Empirical Optimal Transport between Different Measures Adapts to Lower Complexity


Hundrieser S, Staudt T, Munk A






The empirical optimal transport (OT) cost between two probability measures from random data is a fundamental quantity in transport based data analysis. In this work, we derive novel guarantees for its convergence rate when the involved measures are different, possibly supported on different spaces. Our central observation is that the statistical performance of the empirical OT cost is determined by the less complex measure, a phenomenon we refer to as lower complexity adaptation of empirical OT. For instance, under Lipschitz ground costs, we find that the empirical OT cost based on n observations converges at least with rate n−1/d to the population quantity if one of the two measures is concentrated on a d-dimensional manifold, while the other can be arbitrary.

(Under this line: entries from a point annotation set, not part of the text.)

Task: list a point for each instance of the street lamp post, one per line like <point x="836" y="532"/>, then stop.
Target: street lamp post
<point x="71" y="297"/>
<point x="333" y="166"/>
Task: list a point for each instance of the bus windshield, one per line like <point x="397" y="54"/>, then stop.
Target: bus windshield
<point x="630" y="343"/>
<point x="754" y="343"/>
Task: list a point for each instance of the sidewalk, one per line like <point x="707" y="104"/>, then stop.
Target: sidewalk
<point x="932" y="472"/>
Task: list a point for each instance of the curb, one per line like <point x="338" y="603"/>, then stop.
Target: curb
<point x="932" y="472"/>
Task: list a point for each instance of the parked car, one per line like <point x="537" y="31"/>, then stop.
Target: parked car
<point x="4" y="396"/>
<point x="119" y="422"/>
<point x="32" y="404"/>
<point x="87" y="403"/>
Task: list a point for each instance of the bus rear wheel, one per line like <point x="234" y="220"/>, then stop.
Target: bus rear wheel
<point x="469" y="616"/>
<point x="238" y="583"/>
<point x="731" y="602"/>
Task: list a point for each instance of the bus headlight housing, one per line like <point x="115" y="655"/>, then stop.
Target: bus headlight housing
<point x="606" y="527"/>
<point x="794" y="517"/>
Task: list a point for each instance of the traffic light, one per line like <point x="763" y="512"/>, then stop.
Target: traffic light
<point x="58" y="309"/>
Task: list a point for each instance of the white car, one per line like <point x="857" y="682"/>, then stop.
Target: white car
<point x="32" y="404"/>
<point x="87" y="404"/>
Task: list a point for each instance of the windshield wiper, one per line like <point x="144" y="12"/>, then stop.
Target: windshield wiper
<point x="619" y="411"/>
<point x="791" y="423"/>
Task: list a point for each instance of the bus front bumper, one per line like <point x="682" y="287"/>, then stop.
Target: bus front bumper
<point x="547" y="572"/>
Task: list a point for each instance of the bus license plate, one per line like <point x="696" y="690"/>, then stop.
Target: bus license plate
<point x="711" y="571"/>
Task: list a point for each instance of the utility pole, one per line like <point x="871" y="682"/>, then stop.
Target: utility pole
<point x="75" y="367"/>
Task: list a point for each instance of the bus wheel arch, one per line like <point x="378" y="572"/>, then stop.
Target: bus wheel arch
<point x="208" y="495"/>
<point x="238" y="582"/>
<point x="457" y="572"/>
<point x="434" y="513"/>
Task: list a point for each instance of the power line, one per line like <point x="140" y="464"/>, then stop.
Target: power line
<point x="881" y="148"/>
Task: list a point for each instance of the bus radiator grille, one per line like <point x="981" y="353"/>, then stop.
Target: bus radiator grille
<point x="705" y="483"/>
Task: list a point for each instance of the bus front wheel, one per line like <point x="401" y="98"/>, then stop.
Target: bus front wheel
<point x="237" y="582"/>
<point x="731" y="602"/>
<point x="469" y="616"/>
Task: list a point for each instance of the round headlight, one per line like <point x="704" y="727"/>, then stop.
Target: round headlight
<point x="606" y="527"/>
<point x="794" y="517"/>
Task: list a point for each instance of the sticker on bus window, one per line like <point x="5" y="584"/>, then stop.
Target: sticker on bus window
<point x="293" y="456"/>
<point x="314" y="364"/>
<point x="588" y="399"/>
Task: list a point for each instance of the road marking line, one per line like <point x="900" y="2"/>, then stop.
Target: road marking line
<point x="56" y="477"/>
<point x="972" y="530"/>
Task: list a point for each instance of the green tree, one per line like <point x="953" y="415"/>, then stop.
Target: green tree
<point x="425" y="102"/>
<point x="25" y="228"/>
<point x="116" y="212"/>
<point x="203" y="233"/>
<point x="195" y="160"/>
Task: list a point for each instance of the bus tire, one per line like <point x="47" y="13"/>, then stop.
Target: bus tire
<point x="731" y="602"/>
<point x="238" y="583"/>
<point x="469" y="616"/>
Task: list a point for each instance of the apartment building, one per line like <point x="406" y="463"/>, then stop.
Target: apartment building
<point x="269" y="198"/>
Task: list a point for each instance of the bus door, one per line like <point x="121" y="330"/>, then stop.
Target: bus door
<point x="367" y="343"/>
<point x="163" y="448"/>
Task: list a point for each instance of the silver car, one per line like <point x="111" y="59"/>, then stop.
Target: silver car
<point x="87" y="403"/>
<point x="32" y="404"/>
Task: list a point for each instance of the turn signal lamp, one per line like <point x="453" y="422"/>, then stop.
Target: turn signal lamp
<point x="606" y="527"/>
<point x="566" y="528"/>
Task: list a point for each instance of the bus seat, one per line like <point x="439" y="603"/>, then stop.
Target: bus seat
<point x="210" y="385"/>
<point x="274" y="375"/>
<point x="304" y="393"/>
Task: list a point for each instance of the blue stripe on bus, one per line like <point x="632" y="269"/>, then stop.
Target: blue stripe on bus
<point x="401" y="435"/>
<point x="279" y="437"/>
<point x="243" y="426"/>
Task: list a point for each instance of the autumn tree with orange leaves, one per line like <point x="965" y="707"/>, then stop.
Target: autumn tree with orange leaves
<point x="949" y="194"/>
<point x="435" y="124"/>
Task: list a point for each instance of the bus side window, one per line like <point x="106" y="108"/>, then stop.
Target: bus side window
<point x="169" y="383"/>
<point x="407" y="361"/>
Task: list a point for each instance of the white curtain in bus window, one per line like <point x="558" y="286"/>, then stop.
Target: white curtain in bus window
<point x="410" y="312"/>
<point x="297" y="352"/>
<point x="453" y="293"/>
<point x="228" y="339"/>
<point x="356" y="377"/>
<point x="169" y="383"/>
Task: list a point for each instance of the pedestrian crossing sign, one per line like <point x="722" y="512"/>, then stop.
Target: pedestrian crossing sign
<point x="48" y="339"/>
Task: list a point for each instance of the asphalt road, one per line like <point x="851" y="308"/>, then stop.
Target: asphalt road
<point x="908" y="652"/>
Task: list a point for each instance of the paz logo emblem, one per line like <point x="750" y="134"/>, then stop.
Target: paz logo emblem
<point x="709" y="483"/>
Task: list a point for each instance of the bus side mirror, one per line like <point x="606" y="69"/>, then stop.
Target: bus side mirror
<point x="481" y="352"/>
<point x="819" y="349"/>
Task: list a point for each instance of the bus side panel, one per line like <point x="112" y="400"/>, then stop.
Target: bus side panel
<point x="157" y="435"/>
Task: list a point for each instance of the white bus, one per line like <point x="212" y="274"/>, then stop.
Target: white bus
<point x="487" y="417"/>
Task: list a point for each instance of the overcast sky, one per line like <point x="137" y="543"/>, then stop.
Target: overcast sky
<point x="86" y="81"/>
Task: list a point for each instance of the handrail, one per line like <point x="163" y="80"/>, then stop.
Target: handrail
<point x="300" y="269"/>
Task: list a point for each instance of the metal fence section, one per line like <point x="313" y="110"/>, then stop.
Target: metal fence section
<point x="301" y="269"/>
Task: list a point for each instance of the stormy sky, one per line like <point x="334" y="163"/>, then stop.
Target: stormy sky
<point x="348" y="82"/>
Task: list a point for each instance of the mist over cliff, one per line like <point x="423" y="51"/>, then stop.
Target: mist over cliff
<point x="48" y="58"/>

For semi-concave ground costs, we show that the upper bound for the rate improves to n−2/d. Similarly, our theory establishes the general convergence rate n−1/2 for semi-discrete OT. All of these results are valid in the two-sample case as well, meaning that the convergence rate is still governed by the simpler of the two measures. On a conceptual level, our findings therefore suggest that the curse of dimensionality only affects the estimation of the OT cost when both measures exhibit a high intrinsic dimension. Our proofs are based on the dual formulation of OT as a maximization over a suitable function class c and the observation that the c-transform of c under bounded costs has the same uniform metric entropy as c itself.